Misal, ada keluarga yang tidak pernah membayar biaya pemeliharaan rumah, ada keluarga yang selalu cekcok, ada juga keluarga yang memindahtangankan persewaan tanpa izin, dan masih banyak lagi. Terakhir dia menceritakan tentang keluarga Bu Janda yang banyak memperoleh keluhan dari tetangga. Kemudian rumah dialihkan pada sekelompok anak muda, yang merupakan teman main anak-anak Bu Janda yang kurang bertanggungjawab.
Belakangan, beliau memutuskan untuk menjual rumahnya. Meskipun begitu, dia tetap menyeleksi calon pembelinya. Memang, banyak calon pembeli yang menawarkan uang dalam jumlah banyak. Namun beliau menolak dan menyatakan kalau uang yang dimilikinya lebih dari cukup.
Beliau menanyakan pada kami, apakah masih berkeinginan untuk berjodoh dengan rumah beliau.
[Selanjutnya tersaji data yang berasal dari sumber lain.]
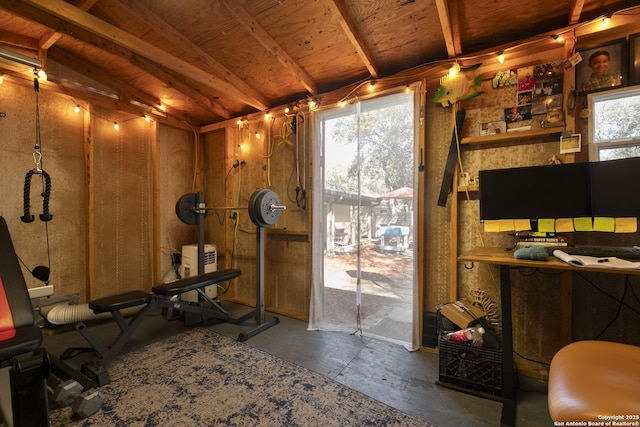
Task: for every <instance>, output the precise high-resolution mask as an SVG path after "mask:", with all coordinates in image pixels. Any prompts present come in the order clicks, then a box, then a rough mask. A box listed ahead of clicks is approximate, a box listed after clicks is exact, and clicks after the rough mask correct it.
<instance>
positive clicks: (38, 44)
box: [0, 0, 640, 126]
mask: <svg viewBox="0 0 640 427" xmlns="http://www.w3.org/2000/svg"><path fill="white" fill-rule="evenodd" d="M639 3H640V2H638V1H628V0H520V1H517V2H516V1H513V0H475V1H468V0H180V1H175V0H69V1H63V0H24V1H18V0H13V1H12V0H0V48H3V49H7V50H9V51H10V52H16V53H19V54H22V55H25V56H28V57H30V58H37V59H38V60H40V61H41V62H42V64H43V68H44V69H45V70H46V71H47V73H48V79H49V82H50V84H51V85H52V86H53V87H54V88H55V89H56V90H61V91H63V92H64V93H66V94H67V95H69V96H70V97H72V98H73V99H80V100H87V101H90V102H94V103H97V104H101V105H105V106H108V107H112V108H115V109H119V110H123V111H127V112H131V113H133V114H148V113H153V114H156V116H158V117H160V115H166V116H167V118H166V119H165V120H173V121H175V122H179V123H188V124H189V125H191V126H207V125H212V124H216V123H220V122H225V121H226V120H229V119H232V118H234V117H240V116H244V115H247V114H251V113H254V112H257V111H265V110H268V109H270V108H274V107H276V106H282V105H286V104H290V103H295V102H299V101H301V100H302V101H304V100H308V99H310V98H312V97H317V96H319V95H321V94H324V93H328V92H331V91H334V90H336V89H339V88H348V87H350V86H354V85H357V84H359V83H361V82H363V81H367V80H379V81H384V79H385V78H386V79H387V80H390V76H398V75H400V76H403V75H404V76H405V80H406V81H403V82H402V83H411V79H414V80H415V79H416V78H417V76H419V73H418V72H416V70H417V71H421V72H426V71H428V70H430V69H431V68H430V67H434V69H435V66H438V65H441V66H442V67H444V66H448V64H451V62H452V59H458V60H459V61H460V62H465V61H467V62H468V61H475V62H478V61H479V59H478V58H480V59H481V58H482V57H483V55H484V56H486V57H489V56H490V55H494V54H495V52H496V51H497V50H505V51H509V53H510V54H512V55H517V54H519V49H521V48H523V47H526V52H527V54H529V53H530V52H531V49H532V45H533V44H535V43H533V42H532V41H534V42H535V40H536V38H537V39H538V40H546V39H548V41H549V42H551V37H550V36H551V35H553V34H560V33H566V32H567V31H569V30H570V29H572V28H576V29H577V30H578V31H581V32H582V34H585V35H586V34H588V32H589V31H591V30H589V29H588V28H587V26H588V25H590V24H588V23H589V22H595V21H596V20H598V19H601V18H602V17H604V16H606V15H607V14H613V16H614V19H613V20H612V23H613V24H615V22H616V21H617V22H618V24H619V25H625V26H629V25H631V26H633V25H638V24H636V21H640V20H639V19H638V15H637V14H638V13H640V9H634V7H635V6H637V5H638V4H639ZM630 32H633V31H630ZM569 34H570V33H569ZM537 45H538V46H537V47H536V48H537V49H545V48H548V46H547V45H545V44H544V43H538V44H537ZM524 51H525V49H522V50H521V52H522V54H524ZM485 59H486V58H485ZM406 70H412V72H407V71H406ZM425 70H426V71H425ZM441 70H442V68H440V69H439V72H441ZM0 72H2V73H5V74H6V75H12V76H15V77H16V78H20V76H21V75H24V76H28V75H29V74H30V73H31V72H32V71H31V69H25V66H20V65H16V64H15V63H14V62H12V61H7V60H4V59H2V60H0ZM403 72H404V74H403ZM399 73H400V74H399ZM398 82H400V79H397V78H396V79H395V80H394V83H396V84H397V83H398ZM160 105H162V106H164V108H165V109H166V113H162V112H161V111H160V110H159V108H158V107H159V106H160Z"/></svg>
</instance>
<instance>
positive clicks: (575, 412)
mask: <svg viewBox="0 0 640 427" xmlns="http://www.w3.org/2000/svg"><path fill="white" fill-rule="evenodd" d="M548 405H549V414H550V415H551V418H552V419H553V420H554V421H559V422H566V421H584V422H588V421H605V422H606V421H607V418H603V417H607V416H620V415H622V416H624V415H637V414H638V413H639V411H640V347H636V346H632V345H627V344H620V343H614V342H607V341H578V342H575V343H572V344H569V345H567V346H566V347H563V348H562V349H560V351H558V353H556V355H555V356H554V357H553V360H552V361H551V369H550V371H549V394H548ZM608 420H615V419H614V418H609V419H608ZM623 421H624V420H623ZM636 421H637V420H636Z"/></svg>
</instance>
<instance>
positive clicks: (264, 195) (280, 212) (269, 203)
mask: <svg viewBox="0 0 640 427" xmlns="http://www.w3.org/2000/svg"><path fill="white" fill-rule="evenodd" d="M258 202H259V204H260V214H259V217H260V219H261V220H262V222H263V224H265V227H269V226H272V225H273V224H275V223H276V222H278V220H279V219H280V215H281V214H282V212H281V211H280V210H279V209H272V207H273V206H280V197H278V195H277V194H276V193H275V192H273V191H268V192H266V193H263V194H262V195H261V196H260V197H259V198H258Z"/></svg>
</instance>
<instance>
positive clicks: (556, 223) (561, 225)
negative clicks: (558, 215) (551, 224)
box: [556, 218, 574, 233]
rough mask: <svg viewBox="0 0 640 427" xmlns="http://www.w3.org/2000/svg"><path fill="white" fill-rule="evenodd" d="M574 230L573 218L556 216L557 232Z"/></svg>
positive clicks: (556, 226)
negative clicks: (565, 217) (556, 216)
mask: <svg viewBox="0 0 640 427" xmlns="http://www.w3.org/2000/svg"><path fill="white" fill-rule="evenodd" d="M573 231H574V228H573V218H556V233H571V232H573Z"/></svg>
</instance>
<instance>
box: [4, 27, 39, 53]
mask: <svg viewBox="0 0 640 427" xmlns="http://www.w3.org/2000/svg"><path fill="white" fill-rule="evenodd" d="M0 43H2V44H3V45H5V46H14V47H19V48H23V49H28V50H32V51H34V52H37V51H38V48H39V44H38V40H36V39H34V38H33V37H26V36H23V35H22V34H16V33H12V32H11V31H5V30H0Z"/></svg>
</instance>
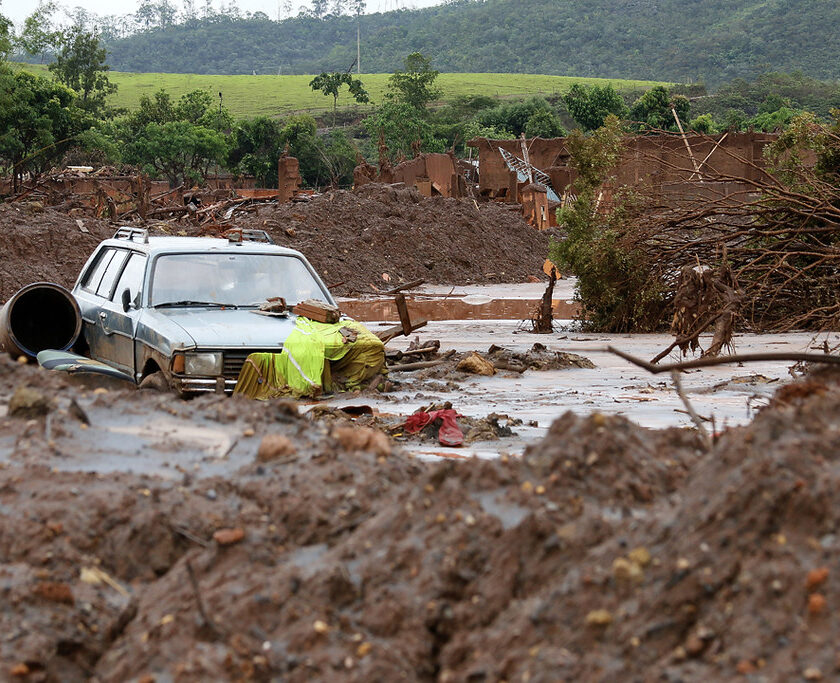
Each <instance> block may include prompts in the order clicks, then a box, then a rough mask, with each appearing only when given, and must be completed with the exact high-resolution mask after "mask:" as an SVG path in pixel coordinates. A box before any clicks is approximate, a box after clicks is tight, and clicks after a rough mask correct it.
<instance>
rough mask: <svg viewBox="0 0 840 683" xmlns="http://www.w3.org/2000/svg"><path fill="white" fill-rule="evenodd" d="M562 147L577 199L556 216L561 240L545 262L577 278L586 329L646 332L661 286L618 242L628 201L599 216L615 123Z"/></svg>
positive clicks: (658, 313) (641, 256)
mask: <svg viewBox="0 0 840 683" xmlns="http://www.w3.org/2000/svg"><path fill="white" fill-rule="evenodd" d="M566 146H567V148H568V150H569V153H570V155H571V157H572V165H573V166H574V168H575V169H576V170H577V172H578V176H577V178H576V179H575V183H574V187H575V192H576V193H577V199H576V200H575V202H574V204H573V205H572V207H571V208H570V209H566V210H563V211H562V212H560V211H558V222H559V223H560V225H561V226H562V228H564V229H565V231H566V233H567V237H566V239H565V240H563V241H554V240H552V242H551V245H550V247H549V256H550V258H551V260H552V261H553V262H554V263H556V264H558V265H560V266H561V267H567V268H570V269H571V270H572V272H574V273H575V274H576V275H577V276H578V281H577V285H576V288H575V294H576V298H578V299H579V300H580V302H581V304H582V311H583V312H582V322H583V324H584V326H585V327H586V328H588V329H593V330H599V331H608V330H609V331H614V332H626V331H629V330H638V331H650V330H652V329H653V328H654V327H655V326H656V324H657V323H658V322H659V320H660V318H661V313H662V292H661V288H662V285H661V282H660V281H659V280H658V279H657V278H651V277H650V269H649V268H648V267H646V266H647V262H646V260H645V259H646V256H645V254H644V253H642V252H640V251H638V250H634V249H633V248H631V247H627V246H626V245H625V243H624V241H623V240H622V237H623V233H624V232H625V224H626V221H627V217H628V215H632V213H633V211H634V198H633V197H632V195H628V194H627V193H626V192H617V193H616V195H615V196H614V198H613V201H612V202H611V205H612V206H611V207H610V208H609V209H608V210H606V211H605V210H601V211H599V201H598V195H599V192H600V188H601V186H602V184H603V183H604V182H606V181H608V179H609V177H610V173H611V172H612V169H613V168H614V167H615V165H616V163H617V162H618V160H619V159H620V158H621V152H622V127H621V122H620V121H619V120H618V118H617V117H616V116H615V115H613V114H610V115H609V116H607V118H606V120H605V121H604V125H603V126H602V127H601V128H599V129H598V130H596V131H593V132H592V134H590V135H584V134H583V132H582V131H580V130H575V131H573V132H572V133H571V134H570V135H569V137H568V138H566Z"/></svg>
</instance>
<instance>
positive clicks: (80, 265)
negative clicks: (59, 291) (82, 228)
mask: <svg viewBox="0 0 840 683" xmlns="http://www.w3.org/2000/svg"><path fill="white" fill-rule="evenodd" d="M79 220H81V221H82V226H83V227H84V228H85V229H86V230H87V232H83V231H82V230H80V229H79V225H78V223H76V219H75V218H73V217H72V216H69V215H67V214H66V213H61V212H60V211H56V210H54V209H50V208H44V206H43V205H42V204H41V203H40V202H18V203H14V204H9V203H6V204H4V203H0V254H2V255H3V256H2V258H0V302H4V301H7V300H8V299H9V297H11V296H12V295H13V294H14V293H15V292H17V291H18V290H19V289H20V288H21V287H24V286H26V285H28V284H30V283H31V282H55V283H57V284H60V285H62V286H64V287H68V288H69V287H72V286H73V283H74V282H75V281H76V277H77V276H78V274H79V271H80V270H81V268H82V266H83V265H84V264H85V261H87V259H88V256H90V254H91V252H92V251H93V249H94V248H95V247H96V245H97V244H99V243H100V242H101V241H102V240H104V239H107V238H108V237H111V236H113V234H114V231H115V230H116V228H115V227H114V226H113V225H111V224H110V223H108V222H107V221H100V220H96V219H92V218H84V219H79Z"/></svg>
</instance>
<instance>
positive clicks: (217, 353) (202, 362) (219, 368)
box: [184, 353, 222, 375]
mask: <svg viewBox="0 0 840 683" xmlns="http://www.w3.org/2000/svg"><path fill="white" fill-rule="evenodd" d="M184 374H186V375H221V374H222V354H221V353H187V354H184Z"/></svg>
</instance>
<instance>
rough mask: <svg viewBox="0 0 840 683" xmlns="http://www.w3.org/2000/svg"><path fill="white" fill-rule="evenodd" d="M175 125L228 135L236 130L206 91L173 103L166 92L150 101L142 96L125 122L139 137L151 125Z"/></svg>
mask: <svg viewBox="0 0 840 683" xmlns="http://www.w3.org/2000/svg"><path fill="white" fill-rule="evenodd" d="M173 121H186V122H187V123H191V124H193V125H197V126H204V127H205V128H212V129H214V130H218V131H228V130H230V129H231V128H232V127H233V117H232V116H231V115H230V112H229V111H228V110H227V109H226V108H225V107H219V106H217V105H216V104H215V102H214V99H213V95H212V94H211V93H209V92H208V91H206V90H193V91H191V92H188V93H184V94H183V95H181V97H180V98H178V101H177V102H172V97H171V96H170V94H169V93H168V92H166V91H165V90H158V91H157V92H156V93H154V95H152V96H151V97H149V96H148V95H141V96H140V103H139V105H138V107H137V109H136V110H135V111H133V112H132V113H131V114H129V115H128V116H127V117H126V118H125V120H124V123H125V125H127V126H128V128H129V129H130V132H131V133H132V134H133V135H140V133H141V130H142V128H143V127H144V126H145V125H147V124H149V123H161V124H163V123H170V122H173Z"/></svg>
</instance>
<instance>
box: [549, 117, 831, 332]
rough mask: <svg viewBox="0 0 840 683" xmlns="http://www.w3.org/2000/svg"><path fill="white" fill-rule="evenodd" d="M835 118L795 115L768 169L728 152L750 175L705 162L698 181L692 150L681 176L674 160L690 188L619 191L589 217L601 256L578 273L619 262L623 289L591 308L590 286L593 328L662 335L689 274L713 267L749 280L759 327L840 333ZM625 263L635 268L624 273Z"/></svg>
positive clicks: (743, 281)
mask: <svg viewBox="0 0 840 683" xmlns="http://www.w3.org/2000/svg"><path fill="white" fill-rule="evenodd" d="M834 117H835V118H834V121H833V122H832V123H831V124H828V125H826V124H822V123H819V122H817V121H816V120H815V119H814V118H813V117H811V116H810V115H803V116H801V117H799V118H798V119H796V120H795V121H794V122H793V124H792V125H791V126H790V128H789V129H788V130H787V131H786V132H785V133H784V134H782V135H781V136H780V137H779V139H778V140H777V141H776V142H775V143H773V144H772V145H770V146H769V147H768V148H767V149H766V150H765V160H764V161H765V164H763V165H762V164H757V163H755V162H753V161H751V160H748V159H744V158H740V157H735V155H734V154H733V153H731V152H729V151H727V150H726V149H724V148H723V147H720V148H719V150H720V151H719V154H720V155H721V158H722V156H723V155H728V156H729V157H730V158H732V157H734V158H736V159H737V160H738V161H739V163H740V164H743V167H744V168H748V169H749V170H750V171H751V173H749V174H748V175H750V176H752V177H751V178H750V177H740V176H735V175H731V174H726V173H723V172H718V171H717V170H716V169H715V164H714V163H703V164H700V166H701V168H700V173H699V174H698V172H697V165H696V164H697V160H696V159H692V158H690V157H689V155H688V153H686V155H685V158H684V162H685V163H684V165H682V167H680V168H677V166H675V165H672V164H670V163H668V162H666V165H667V166H668V167H669V169H668V170H671V171H677V172H680V173H681V174H683V173H684V177H685V179H686V181H685V182H681V183H676V184H674V185H671V186H667V187H666V186H662V185H659V186H654V185H650V186H645V187H643V188H641V189H639V188H636V189H634V192H633V193H632V194H629V193H627V192H625V191H623V190H622V189H619V190H617V191H616V192H615V196H614V199H613V202H612V205H611V206H609V207H608V209H607V210H601V211H598V212H592V213H590V214H588V216H589V219H588V223H589V230H590V232H591V233H592V235H593V236H594V239H593V240H592V241H590V243H589V246H588V247H587V248H588V249H589V250H590V252H594V254H595V257H596V258H595V259H593V260H591V261H590V262H586V263H578V264H575V265H576V266H577V267H576V268H575V270H576V272H577V273H578V275H579V277H580V276H581V273H583V276H582V277H583V278H584V280H585V279H586V277H587V273H595V272H598V270H599V269H603V268H604V267H605V264H608V265H610V266H611V267H612V268H613V272H612V275H611V277H612V279H613V281H614V284H613V286H612V289H611V291H610V295H611V298H605V297H601V298H600V299H598V298H590V299H589V300H587V297H586V290H585V287H586V286H589V285H588V283H587V282H584V283H583V286H582V287H581V289H580V296H581V298H582V299H583V303H584V308H585V312H586V314H587V320H588V322H589V323H590V324H591V325H592V326H593V327H597V328H600V329H604V330H606V329H612V330H616V331H625V330H640V331H641V330H650V329H655V328H658V327H662V326H663V324H664V323H665V321H666V320H667V319H668V318H669V317H670V316H669V310H671V307H672V305H673V304H674V297H675V293H676V290H677V287H678V281H679V277H680V273H681V271H682V269H683V268H685V267H686V266H697V265H698V264H702V265H703V266H708V267H709V268H713V269H715V270H720V269H727V271H728V272H729V273H730V274H731V278H732V280H731V282H733V283H738V286H739V287H740V289H741V291H742V292H743V295H744V296H743V303H742V304H741V310H740V311H739V313H740V317H741V320H742V322H743V323H744V324H745V325H747V326H748V327H750V328H752V329H755V330H765V331H780V332H781V331H786V330H791V329H813V330H819V329H827V328H831V327H836V326H837V323H838V322H840V298H838V292H840V111H837V110H835V112H834ZM659 161H660V163H663V162H662V159H661V157H660V159H659ZM730 166H731V165H730ZM570 239H571V240H573V235H572V234H571V233H570ZM605 244H609V245H610V247H611V249H613V250H618V256H616V254H615V253H613V252H611V251H610V250H608V249H606V248H605V247H604V245H605ZM598 245H601V247H600V250H599V248H598ZM560 251H563V252H565V253H569V252H570V251H571V249H570V247H569V246H566V247H565V248H564V249H561V250H560ZM561 256H562V254H561ZM616 264H617V265H622V264H625V270H624V272H617V271H616V268H615V266H616ZM600 286H601V287H603V285H600ZM605 303H606V304H609V305H605ZM729 303H731V301H730V302H729ZM724 305H725V304H724ZM730 308H731V306H730ZM628 312H629V313H628ZM719 312H720V311H711V312H708V311H707V314H711V315H712V316H713V317H714V315H715V314H716V313H719ZM731 312H732V311H730V313H731Z"/></svg>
Apabila masih berminat, kami dipersilakan membeli dengan berapapun uang yang kami miliki.
Berkah Usaha dan Doa
Subhanallah, wal hamdulillah, walaa Ilaaha illallah, Allahu Akbar. Saya tercekat, saya tak bisa berkata-kata. Saya hanya bisa menyampaikan terimakasih dan berjanji untuk segera bersilaturahim kembali ke rumah beliau. Selanjutnya, saya bersujud syukur kepada-Nya. Ternyata berdoa dengan berwasilah melalui orangtua-terutama ibu-dan dipadukan dengan ilmu pengetahuan, hasilnya luar biasa.